In their Lordships' judgment Bolton v. Stone [1951] UKHL 2; (1951) AC 850 did not alter
the general principle that a person must be regarded as negligent
if he does not take steps to eliminate a risk which he knows or
ought to know is a real risk and not a mere possibility which
would never influence the mind of a reasonable man. What
that decision did was to recognize and give effect to the
qualification that it is justifiable not to take steps to eliminate
a real risk if it is small and if the circumstances are such that
a reasonable man, careful of the safety of his neighbour, would
think it right to neglect it." (at p135)
6. In the present case, the evidence does not show that the elimination of
the risk would have been beyond the capacity of the Council
or would have put
it to undue expense. The tree that fell had no leaves and this could have
been seen by an employee of the Council
if he had been sent to walk along the
track and had kept his eyes open. Since it was a scrub tree, the fact that it
had no leaves
would at the least have been an indication that it should be
more closely inspected to see if it had fungus or rot around the base
or other
signs of death or decay. Once the tree was found to be dead it would be
necessary for the Council to remove it, unless
of course the Council was able
to prevent people from walking along the track, as by closing it. It would,
in my opinion, have served
no good purpose merely to warn persons using the
track; if the tree fell it might, as the event showed, come down so suddenly
that
a person on the track could not escape it, and the fact that he was
warned of the possibility of danger would not help him. However,
the evidence
does not suggest that the removal of such a tree would be a very difficult or
expensive operation. (at p135)
7. Various estimates were given of the length of the track but its whole
length from the cleared picnic ground to the Devil's Pool
does not seem to
have been more than half a mile at the very most. The part of the track that
led to the Boulders was more extensively
used than the part which led beyond
the Boulders to the Devil's Pool but the evidence supported the finding made
by the learned trial
judge that a significant number of people used the latter
part of the track, on which the accident occurred. Indeed, both the Devil's
Pool and the Boulders were places which tourists were likely to wish to see.
There is no evidence as to whether in this or any other
recreation reserve for
which the Council might be responsible there were other tracks which it would
have been equally necessary
to keep free from the risk of falling trees and
there is thus no evidence to show what the total cost to the Council would be
likely
to have been of inspecting all comparable tracks and removing dead
trees standing near to them. However, these were matters within
the peculiar
knowledge of the Council and since it did not choose to give evidence about
them it ought not to be inferred that the
total burden on the Council would
have been very great. (at p136)
8. The reserve was, of course, designed to maintain the rain forest, so far
as possible, in its natural state and it was suggested
at the trial that the
natural appearance of the area might have been impaired by the removal of dead
trees. As to this suggestion
it is enough to say that in an area to which it
is known tourists are accustomed to resort in significant numbers "the safety
of
the public must take precedence over the preservation of the amenities"

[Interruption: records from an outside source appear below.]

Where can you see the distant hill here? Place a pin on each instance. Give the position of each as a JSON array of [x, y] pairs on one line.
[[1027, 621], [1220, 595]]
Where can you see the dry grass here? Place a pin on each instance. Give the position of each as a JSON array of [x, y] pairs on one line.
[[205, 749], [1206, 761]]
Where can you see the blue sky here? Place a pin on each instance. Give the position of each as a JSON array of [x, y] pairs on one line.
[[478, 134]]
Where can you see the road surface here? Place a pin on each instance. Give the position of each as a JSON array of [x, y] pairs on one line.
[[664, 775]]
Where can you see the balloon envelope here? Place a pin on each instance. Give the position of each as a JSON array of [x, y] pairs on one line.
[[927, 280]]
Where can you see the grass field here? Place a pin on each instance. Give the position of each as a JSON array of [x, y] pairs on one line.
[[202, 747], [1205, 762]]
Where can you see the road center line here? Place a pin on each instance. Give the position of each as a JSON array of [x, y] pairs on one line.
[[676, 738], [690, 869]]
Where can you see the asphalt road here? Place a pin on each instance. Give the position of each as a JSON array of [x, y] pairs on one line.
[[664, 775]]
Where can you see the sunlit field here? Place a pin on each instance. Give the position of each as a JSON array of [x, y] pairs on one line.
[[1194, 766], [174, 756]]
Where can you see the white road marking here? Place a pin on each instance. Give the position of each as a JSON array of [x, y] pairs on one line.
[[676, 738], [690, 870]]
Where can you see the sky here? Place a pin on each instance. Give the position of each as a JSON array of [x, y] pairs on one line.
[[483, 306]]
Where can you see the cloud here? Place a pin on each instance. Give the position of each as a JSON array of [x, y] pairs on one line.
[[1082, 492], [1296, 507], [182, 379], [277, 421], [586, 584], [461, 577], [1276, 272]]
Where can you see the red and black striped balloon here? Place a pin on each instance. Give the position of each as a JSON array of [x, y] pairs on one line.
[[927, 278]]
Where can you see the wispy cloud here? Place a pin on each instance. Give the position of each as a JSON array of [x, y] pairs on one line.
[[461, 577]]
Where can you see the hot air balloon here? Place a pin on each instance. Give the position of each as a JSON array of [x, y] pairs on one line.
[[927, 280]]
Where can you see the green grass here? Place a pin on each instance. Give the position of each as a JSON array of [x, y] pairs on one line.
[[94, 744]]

(Quinn v. Scott (1965) 1 WLR 1004, at p 1012; (1965) 2 All
ER 588, at p 593 ).
(at p136)
9. In my opinion, in all the circumstances of the case, it was not
justifiable for the Council to neglect the risk that persons
using this track
might be injured by falling trees. Its failure to cause dead trees standing
near to the track to be removed amounted
to a failure to take reasonable care
to prevent injury to persons using the track. This of course is not to say
that every person
responsible for an area of rain forest must take steps to
remove every dead tree, or even every dead tree growing near to a track.
The
nature of the area, the extent to which the public resort to it and the
practicability of eliminating the risk, having regard
to the expense, the
funds available and the difficulty of the operation, have all to be
considered. (at p136)
10. If the duty of the Council was the same as that owed by an occupier to an
invitee, it was bound to take reasonable care to prevent
damage from unusual
danger which it knew or ought to have known. It follows from what I have said
that the danger was one of which
the Council ought to have known. Further, in
my opinion, it would be right to describe the danger as an unusual danger.
Many of
the persons who would be likely to visit the reserve would, like the
appellant, be tourists from other parts of Australia and to
such persons the
danger of a tree falling suddenly on a windless day and without the influence
of any external agency might, I think,
properly be described as unusual. If
the duty was that described by Dixon J. (as he then was) in Aiken v.
Kingborough Corporation
[1939] HCA 20; (1939) 62 CLR 179, at p 210 , namely to take
reasonable care to prevent injury "through dangers arising from the
state or
condition
of the premises which are not apparent and are not to be avoided by
the exercise of ordinary care", in my opinion
the danger was
of that
description. If the proposition stated by Dixon J. in Aiken's Case (1939) 62
CLR 179, at
p 210 , is not accepted, the duty
of the Council must in my
opinion have been the same as, or greater than, that owed by an occupier
of
property to an invitee. On
any possible view, the Council was in breach of
its duty to the appellant. The appeal should therefore
be allowed and there
should
be judgment for the appellant in the action for the amount of damages
assessed by the learned trial judge.
(at p137)
ORDER
Appeal allowed with costs. Order of the Supreme Court of Queensland set aside and in lieu thereof order that judgment be entered for the plaintiff against the defendant for $84,076.99 plus costs.